Using late-binding views in a production deployment of dbt can vastly improve the availability of data in the warehouse, especially for models that are materialized as late-binding views and are queried by end-users, since they won’t be dropped when upstream models are updated. Additionally, late binding views can be used with external tables via Redshift Spectrum.
To materialize a dbt model as a late binding view, use the bind: false
configuration option:
{{ config(materialized='view', bind=False) }}
select *
from source.data
To make all views late-binding, configure your dbt_project.yml
file like this:
models:
+bind: false # Materialize all views as late-binding
project_name:
....
Materialized views
The Redshift adapter supports materialized views with the following configuration parameters:
Parameter | Type | Required | Default | Change Monitoring Support |
---|---|---|---|---|
on_configuration_change | <string> | no | apply | n/a |
dist | <string> | no | even | drop/create |
sort | [<string>] | no | none | drop/create |
sort_type | <string> | no | auto if no sort compound if sort | drop/create |
auto_refresh | <boolean> | no | false | alter |
backup | <string> | no | true | n/a |
- Project file
- Property file
- Config block
models:
<resource-path>:
+materialized: materialized_view
+on_configuration_change: apply | continue | fail
+dist: all | auto | even | <field-name>
+sort: <field-name> | [<field-name>]
+sort_type: auto | compound | interleaved
+auto_refresh: true | false
+backup: true | false
version: 2
models:
- name: [<model-name>]
config:
materialized: materialized_view
on_configuration_change: apply | continue | fail
dist: all | auto | even | <field-name>
sort: <field-name> | [<field-name>]
sort_type: auto | compound | interleaved
auto_refresh: true | false
backup: true | false
{{ config(
materialized="materialized_view",
on_configuration_change="apply" | "continue" | "fail",
dist="all" | "auto" | "even" | "<field-name>",
sort=["<field-name>"],
sort_type="auto" | "compound" | "interleaved",
auto_refresh=true | false,
backup=true | false,
) }}
Many of these parameters correspond to their table counterparts and have been linked above. The parameters unique to materialized views are the auto-refresh and backup functionality, which are covered below.
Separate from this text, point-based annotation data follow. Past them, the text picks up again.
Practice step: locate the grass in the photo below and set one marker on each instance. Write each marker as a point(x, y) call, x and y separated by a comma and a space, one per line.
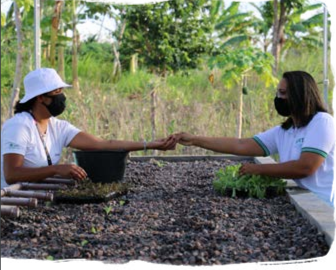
point(122, 110)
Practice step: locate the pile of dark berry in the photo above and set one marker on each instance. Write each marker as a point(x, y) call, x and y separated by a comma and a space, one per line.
point(170, 215)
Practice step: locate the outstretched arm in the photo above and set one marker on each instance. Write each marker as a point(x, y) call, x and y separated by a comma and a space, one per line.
point(15, 171)
point(234, 146)
point(85, 141)
point(306, 165)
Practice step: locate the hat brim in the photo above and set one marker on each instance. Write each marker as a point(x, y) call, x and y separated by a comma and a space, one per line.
point(28, 97)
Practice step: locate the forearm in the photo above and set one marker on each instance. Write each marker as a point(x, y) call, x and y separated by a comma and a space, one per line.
point(85, 141)
point(287, 170)
point(234, 146)
point(118, 145)
point(24, 174)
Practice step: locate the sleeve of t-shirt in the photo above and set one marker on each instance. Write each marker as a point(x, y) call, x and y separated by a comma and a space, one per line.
point(69, 131)
point(267, 140)
point(14, 139)
point(320, 137)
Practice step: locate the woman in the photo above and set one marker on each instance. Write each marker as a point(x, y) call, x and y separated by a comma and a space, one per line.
point(305, 141)
point(32, 140)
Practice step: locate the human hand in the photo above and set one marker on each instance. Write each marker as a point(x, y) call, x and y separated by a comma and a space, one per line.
point(71, 171)
point(165, 144)
point(248, 168)
point(185, 138)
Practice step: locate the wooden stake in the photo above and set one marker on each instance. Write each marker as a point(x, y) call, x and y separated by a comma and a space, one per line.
point(30, 202)
point(12, 187)
point(47, 196)
point(11, 211)
point(38, 186)
point(55, 180)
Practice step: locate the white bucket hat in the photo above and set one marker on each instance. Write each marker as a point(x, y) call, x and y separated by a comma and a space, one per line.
point(41, 81)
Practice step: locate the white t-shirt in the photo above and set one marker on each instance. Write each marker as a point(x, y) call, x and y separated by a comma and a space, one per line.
point(317, 137)
point(19, 135)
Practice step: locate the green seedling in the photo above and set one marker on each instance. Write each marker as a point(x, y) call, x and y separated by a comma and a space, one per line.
point(84, 242)
point(122, 202)
point(253, 185)
point(160, 163)
point(108, 209)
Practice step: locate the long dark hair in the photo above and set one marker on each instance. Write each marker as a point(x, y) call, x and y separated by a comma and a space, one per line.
point(303, 97)
point(24, 107)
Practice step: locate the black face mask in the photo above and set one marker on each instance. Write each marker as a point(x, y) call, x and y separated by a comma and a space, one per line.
point(281, 105)
point(57, 105)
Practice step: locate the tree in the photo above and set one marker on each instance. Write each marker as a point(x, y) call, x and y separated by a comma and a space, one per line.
point(238, 56)
point(283, 19)
point(168, 36)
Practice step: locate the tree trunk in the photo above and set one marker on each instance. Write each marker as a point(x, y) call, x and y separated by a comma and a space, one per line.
point(116, 63)
point(153, 123)
point(275, 37)
point(54, 32)
point(134, 63)
point(75, 82)
point(240, 109)
point(278, 38)
point(19, 57)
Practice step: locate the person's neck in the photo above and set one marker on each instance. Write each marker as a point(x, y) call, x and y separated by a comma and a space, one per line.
point(41, 120)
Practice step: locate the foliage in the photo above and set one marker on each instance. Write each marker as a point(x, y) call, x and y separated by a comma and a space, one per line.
point(237, 62)
point(168, 36)
point(254, 185)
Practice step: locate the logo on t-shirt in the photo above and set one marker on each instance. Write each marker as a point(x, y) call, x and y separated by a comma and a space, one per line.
point(13, 146)
point(299, 143)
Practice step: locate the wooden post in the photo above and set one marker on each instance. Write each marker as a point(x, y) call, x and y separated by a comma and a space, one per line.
point(38, 186)
point(153, 106)
point(47, 196)
point(51, 180)
point(30, 202)
point(13, 187)
point(11, 211)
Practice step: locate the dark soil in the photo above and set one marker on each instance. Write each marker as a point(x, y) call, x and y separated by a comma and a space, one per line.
point(171, 215)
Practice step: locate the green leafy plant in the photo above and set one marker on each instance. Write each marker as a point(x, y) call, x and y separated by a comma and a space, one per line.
point(93, 230)
point(84, 242)
point(229, 180)
point(122, 202)
point(107, 209)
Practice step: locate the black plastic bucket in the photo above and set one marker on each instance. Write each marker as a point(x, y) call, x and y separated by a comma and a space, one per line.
point(102, 166)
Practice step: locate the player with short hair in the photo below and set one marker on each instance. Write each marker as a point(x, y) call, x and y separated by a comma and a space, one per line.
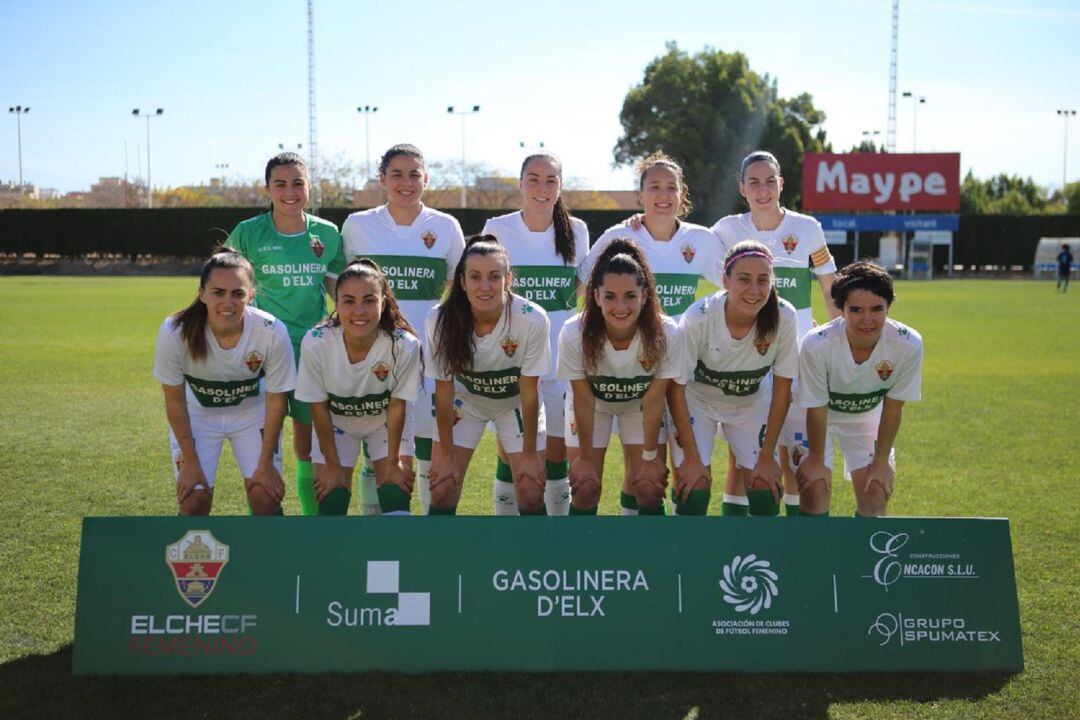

Learn more about these parameters in Redshift's docs.
Auto-refresh
Parameter | Type | Required | Default | Change Monitoring Support |
---|---|---|---|---|
auto_refresh | <boolean> | no | false | alter |
Redshift supports automatic refresh configuration for materialized views.
By default, a materialized view does not automatically refresh.
dbt monitors this parameter for changes and applies them using an ALTER
statement.
Learn more information about the parameters in the Redshift docs.
Backup
Parameter | Type | Required | Default | Change Monitoring Support |
---|---|---|---|---|
backup | <boolean> | no | true | n/a |
Redshift supports backup configuration of clusters at the object level.
This parameter identifies if the materialized view should be backed up as part of the cluster snapshot.
By default, a materialized view will be backed up during a cluster snapshot.
dbt cannot monitor this parameter as it is not queryable within Redshift.
If the value changes, the materialized view will need to go through a --full-refresh
to set it.
Learn more about these parameters in Redshift's docs.
Limitations
As with most data platforms, there are limitations associated with materialized views. Some worth noting include:
- Materialized views cannot reference views, temporary tables, user-defined functions, or late-binding tables.
- Auto-refresh cannot be used if the materialized view references mutable functions, external schemas, or another materialized view.
Find more information about materialized view limitations in Redshift's docs.